I would like to know the relation between Spark executors, cores with Elasticsearch batch size and how to tune Spark job optimally to get better index throughput.
I have around 3.5B documents stored in Parquet format and I would like to ingest them to Elasticsearch and I'm not getting more than 20K index rate.

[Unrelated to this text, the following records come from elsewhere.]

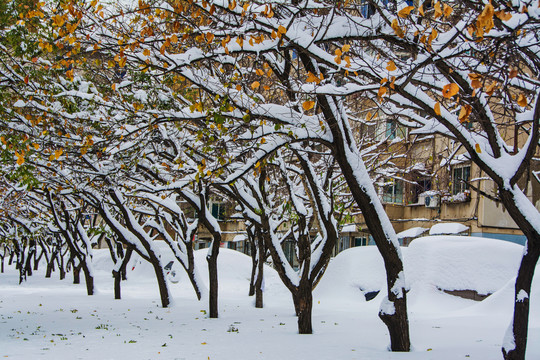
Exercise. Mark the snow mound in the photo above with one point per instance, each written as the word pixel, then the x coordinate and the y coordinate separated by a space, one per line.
pixel 353 273
pixel 462 263
pixel 447 228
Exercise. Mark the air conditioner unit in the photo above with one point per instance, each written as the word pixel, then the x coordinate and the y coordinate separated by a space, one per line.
pixel 432 201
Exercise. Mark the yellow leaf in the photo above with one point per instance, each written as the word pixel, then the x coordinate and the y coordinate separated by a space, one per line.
pixel 464 113
pixel 20 158
pixel 438 10
pixel 397 29
pixel 403 13
pixel 58 153
pixel 478 149
pixel 437 108
pixel 447 10
pixel 503 15
pixel 450 90
pixel 522 100
pixel 382 91
pixel 432 36
pixel 308 105
pixel 312 78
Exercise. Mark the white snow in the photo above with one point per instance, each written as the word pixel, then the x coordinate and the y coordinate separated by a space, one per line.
pixel 447 228
pixel 349 228
pixel 412 232
pixel 53 319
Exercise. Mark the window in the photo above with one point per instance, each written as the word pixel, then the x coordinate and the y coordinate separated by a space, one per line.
pixel 421 186
pixel 393 192
pixel 391 129
pixel 459 175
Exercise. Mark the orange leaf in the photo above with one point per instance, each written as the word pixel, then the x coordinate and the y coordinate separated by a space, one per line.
pixel 382 91
pixel 308 105
pixel 464 113
pixel 403 13
pixel 312 78
pixel 450 90
pixel 438 10
pixel 478 149
pixel 397 29
pixel 513 73
pixel 447 10
pixel 437 108
pixel 20 158
pixel 522 100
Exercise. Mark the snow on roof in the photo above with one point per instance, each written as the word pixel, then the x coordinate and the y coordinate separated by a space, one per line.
pixel 412 232
pixel 447 228
pixel 239 237
pixel 349 228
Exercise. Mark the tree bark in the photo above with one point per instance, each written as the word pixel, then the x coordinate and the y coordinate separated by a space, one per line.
pixel 213 279
pixel 77 273
pixel 520 324
pixel 303 303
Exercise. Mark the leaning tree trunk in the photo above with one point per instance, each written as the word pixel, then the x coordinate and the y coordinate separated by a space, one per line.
pixel 303 305
pixel 397 320
pixel 515 348
pixel 213 276
pixel 261 253
pixel 88 278
pixel 515 343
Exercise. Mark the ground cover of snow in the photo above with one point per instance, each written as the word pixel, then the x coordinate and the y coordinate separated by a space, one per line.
pixel 53 319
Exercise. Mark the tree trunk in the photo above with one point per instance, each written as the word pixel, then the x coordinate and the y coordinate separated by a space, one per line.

Sometimes I got 60K-70K but it comes down immediately and the average I got was around 15K-25K indexes per second.
Little bit more details about my input:
- Around 22,000 files in Parquet format
- It contains around 3.2B records (around 3TB in size)
- Currently running 18 executors (3 executors per node)
Details about my current ES setup:
- 8 nodes, 1 master and 7 data nodes
- Instace type: c4.8xlarge
- Index with 70 shards
- Index contains 49 fields (none of them are analyzied)
- No replication
- "indices.store.throttle.type" : "none"
- "refresh_interval" : "-1"
- es.batch.size.bytes: 100M (I tried with 200M also)
- es.batch.size.entries: 10000 (I tried with different value also)
I tried with different partitions with different combination of # of executors or cores but didn't get enough performance gain.
I'm very new to Elasticsearch so not sure how to tune my Spark job to get better performance. Any guidance will be highly appreciated.